The scare rhetoric also shaped the State Department report, "Patterns of Global Terrorism: 1999," claiming that "The primary terrorist threats to the United States emanate from two regions, South Asia and the Middle East," even though statistics provided therein belied the claim. Amongst the 169 anti-US attacks including bombings reported for 1999, 96 emanated from Latin America, 30 from Western Europe, 9 from Eurasia, 16 from Africa, 11 from the Middle East, and 6 from Asia. The report listed Syria, Iran, Iraq and Libya, but not Israel as "state sponsors" of terrorism.
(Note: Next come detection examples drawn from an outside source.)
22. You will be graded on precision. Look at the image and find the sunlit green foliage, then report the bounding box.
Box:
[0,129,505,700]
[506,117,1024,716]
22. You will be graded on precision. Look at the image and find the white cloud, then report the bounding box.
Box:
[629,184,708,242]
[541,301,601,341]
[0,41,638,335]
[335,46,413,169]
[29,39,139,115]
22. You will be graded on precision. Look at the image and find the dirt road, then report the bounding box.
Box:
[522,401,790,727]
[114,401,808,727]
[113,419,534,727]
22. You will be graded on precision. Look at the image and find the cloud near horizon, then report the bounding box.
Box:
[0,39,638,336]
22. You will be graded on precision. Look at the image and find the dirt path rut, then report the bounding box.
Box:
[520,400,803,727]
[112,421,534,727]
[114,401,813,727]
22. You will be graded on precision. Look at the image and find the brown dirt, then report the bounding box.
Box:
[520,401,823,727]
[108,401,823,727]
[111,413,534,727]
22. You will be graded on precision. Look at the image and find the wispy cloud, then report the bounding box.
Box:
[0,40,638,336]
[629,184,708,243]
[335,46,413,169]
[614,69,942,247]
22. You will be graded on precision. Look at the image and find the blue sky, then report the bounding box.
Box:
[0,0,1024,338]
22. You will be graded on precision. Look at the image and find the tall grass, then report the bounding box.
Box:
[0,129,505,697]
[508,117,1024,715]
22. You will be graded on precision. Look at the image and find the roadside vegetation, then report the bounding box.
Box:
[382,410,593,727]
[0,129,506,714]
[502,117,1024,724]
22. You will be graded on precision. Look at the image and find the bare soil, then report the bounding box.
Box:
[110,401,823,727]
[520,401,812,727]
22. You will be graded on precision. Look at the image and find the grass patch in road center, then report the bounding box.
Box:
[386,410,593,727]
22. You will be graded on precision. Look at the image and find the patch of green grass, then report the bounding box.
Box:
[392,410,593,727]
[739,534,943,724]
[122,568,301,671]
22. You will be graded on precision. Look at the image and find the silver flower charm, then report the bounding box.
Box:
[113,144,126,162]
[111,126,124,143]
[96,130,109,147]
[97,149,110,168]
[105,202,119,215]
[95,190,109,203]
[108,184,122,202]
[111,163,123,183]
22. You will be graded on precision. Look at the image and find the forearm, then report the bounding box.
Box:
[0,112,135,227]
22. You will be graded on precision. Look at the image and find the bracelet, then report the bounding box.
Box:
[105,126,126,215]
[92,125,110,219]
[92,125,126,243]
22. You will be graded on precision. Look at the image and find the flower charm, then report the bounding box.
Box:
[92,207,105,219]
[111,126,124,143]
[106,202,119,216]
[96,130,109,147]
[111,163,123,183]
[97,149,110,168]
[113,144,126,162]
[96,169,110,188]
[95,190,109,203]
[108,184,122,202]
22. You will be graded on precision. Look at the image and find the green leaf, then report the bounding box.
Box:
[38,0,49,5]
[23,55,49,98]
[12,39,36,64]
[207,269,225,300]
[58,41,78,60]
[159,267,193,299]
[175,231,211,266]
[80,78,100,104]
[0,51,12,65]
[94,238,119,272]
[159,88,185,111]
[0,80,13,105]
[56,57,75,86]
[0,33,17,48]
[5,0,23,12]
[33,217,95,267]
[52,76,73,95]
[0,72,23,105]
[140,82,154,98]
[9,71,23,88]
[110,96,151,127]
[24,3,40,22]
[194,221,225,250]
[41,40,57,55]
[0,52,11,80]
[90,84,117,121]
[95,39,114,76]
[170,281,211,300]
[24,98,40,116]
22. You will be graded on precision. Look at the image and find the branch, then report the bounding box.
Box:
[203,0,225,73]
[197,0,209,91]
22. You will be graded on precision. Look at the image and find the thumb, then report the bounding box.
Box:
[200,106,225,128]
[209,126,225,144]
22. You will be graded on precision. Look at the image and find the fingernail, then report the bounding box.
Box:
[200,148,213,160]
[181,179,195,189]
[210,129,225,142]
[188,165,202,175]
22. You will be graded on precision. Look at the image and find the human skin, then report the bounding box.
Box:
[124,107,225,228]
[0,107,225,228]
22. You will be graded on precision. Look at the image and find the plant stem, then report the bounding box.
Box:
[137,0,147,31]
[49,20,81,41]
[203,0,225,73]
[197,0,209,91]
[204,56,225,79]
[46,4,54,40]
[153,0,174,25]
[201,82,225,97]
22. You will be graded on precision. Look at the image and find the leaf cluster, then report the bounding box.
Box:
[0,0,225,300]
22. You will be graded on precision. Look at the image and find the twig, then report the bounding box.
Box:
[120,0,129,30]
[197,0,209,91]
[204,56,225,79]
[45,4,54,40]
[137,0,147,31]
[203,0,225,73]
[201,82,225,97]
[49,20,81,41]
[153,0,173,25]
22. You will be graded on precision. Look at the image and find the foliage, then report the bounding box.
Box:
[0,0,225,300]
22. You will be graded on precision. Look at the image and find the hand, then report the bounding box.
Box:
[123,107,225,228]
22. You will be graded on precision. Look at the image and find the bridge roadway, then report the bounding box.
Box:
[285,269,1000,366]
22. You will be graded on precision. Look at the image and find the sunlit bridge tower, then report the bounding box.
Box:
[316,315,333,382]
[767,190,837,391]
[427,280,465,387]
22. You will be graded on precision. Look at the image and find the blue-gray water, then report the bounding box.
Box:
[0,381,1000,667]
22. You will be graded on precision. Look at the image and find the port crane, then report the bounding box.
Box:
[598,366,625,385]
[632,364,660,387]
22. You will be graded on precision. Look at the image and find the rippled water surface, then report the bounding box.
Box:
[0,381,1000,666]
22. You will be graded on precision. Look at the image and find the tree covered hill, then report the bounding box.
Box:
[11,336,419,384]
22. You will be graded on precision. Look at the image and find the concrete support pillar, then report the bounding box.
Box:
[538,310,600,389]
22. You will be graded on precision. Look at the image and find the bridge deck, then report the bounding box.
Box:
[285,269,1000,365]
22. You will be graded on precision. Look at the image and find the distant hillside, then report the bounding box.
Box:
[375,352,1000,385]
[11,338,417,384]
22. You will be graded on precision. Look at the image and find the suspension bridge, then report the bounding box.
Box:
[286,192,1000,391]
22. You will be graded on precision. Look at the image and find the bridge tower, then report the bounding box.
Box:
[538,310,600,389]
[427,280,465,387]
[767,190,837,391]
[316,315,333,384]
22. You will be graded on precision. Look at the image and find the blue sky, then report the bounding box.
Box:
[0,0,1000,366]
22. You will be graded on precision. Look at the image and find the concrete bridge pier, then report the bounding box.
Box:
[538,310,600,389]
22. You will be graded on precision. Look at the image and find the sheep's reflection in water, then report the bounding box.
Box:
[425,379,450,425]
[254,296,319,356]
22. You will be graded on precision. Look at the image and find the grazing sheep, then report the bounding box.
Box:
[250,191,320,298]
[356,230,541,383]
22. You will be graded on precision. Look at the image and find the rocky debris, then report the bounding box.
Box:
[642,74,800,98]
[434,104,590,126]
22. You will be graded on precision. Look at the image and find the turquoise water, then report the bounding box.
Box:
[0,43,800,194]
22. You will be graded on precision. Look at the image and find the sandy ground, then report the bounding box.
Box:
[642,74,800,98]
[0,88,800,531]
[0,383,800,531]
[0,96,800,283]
The former U.S. Ambassador Arthur H. Davis harped on the same strain in an article titled, "Beyond talking tough on terrorism," published in The Christian Science Monitor (May 5). Ambassador Davis described the people fighting for the liberation of Kashmir as terrorists, recommending tough sanctions on Pakistan. It is hard to distinguish his views from those of the Indian government.

Earlier, President Clinton to equated the Kashmiri fight for freedom with terrorism. Clinton ignored the Kashmiri people's struggle to choose independence or secession with India/Pakistan through a plebiscite, which was mandated by the United Nations and agreed to by the government of India in 1947. He chose not to see the last 11 years of Indian army atrocities in Kashmir. Now, at a moment when Russian troops are committing the worst of atrocities on civilians in Chechnya, Clinton is making deals with the bloody Russian President who initiated the war. Absurdly, to camouflage this stark reality, Russia and the U.S. issued an absurd joint statement on May 30, telling Pakistan to break its ties with "groups having links with international terrorism networks." They meant Pakistan should stop supporting people who are fighting for freedom in Kashmir and Chechnya.

Ultimately, all these "tough talks" of security and terrorism will lose their value and translate into "trash-talks" if they reduce the legitimate freedom struggles into terrorism, if they fail to represent justice, and if they continue the train of hypocrisy that the U.S. has maintained over the past half century. Remember, for the past half a century now, the U.S. has sponsored overt and covert state terrorism, political killing, and violence in many countries. The U.S. government used the nuclear option twice during the WWII and has since built a huge nuclear arsenal. The U.S. government does not renounce the nuclear option, does not agree to a fair balance of military power in the world, but tells others to abandon their nuclear defense shields.

In Shakespeare's Macbeth, after killing his visiting guest and boss king Duncan, Macbeth took over as the king but lived the hallucinations of the horror through the rest of his life. His "vaulting ambition" could not overcome the compunctions of his conscience that he wronged his king.

If you have your hands as bloody as those of Macbeth, the horrors of your work will continue to haunt you. You will fight against your own imagined and surreal enemies. No vaulting space missiles can spare you the horrors of your own doing. Ironically, as Hecate tells the three Witches in Macbeth, security will ironically remain your "chiefest enemy." This is the condition of the U.S., with a major difference: Macbeth had the ability to feel that he did wrong, the U.S. government has yet to acquire it.

Mohammad A. Auwal, an assistant professor in the Department of Communication Studies at California State University, Los Angeles, is a regular columnist for iviews.com.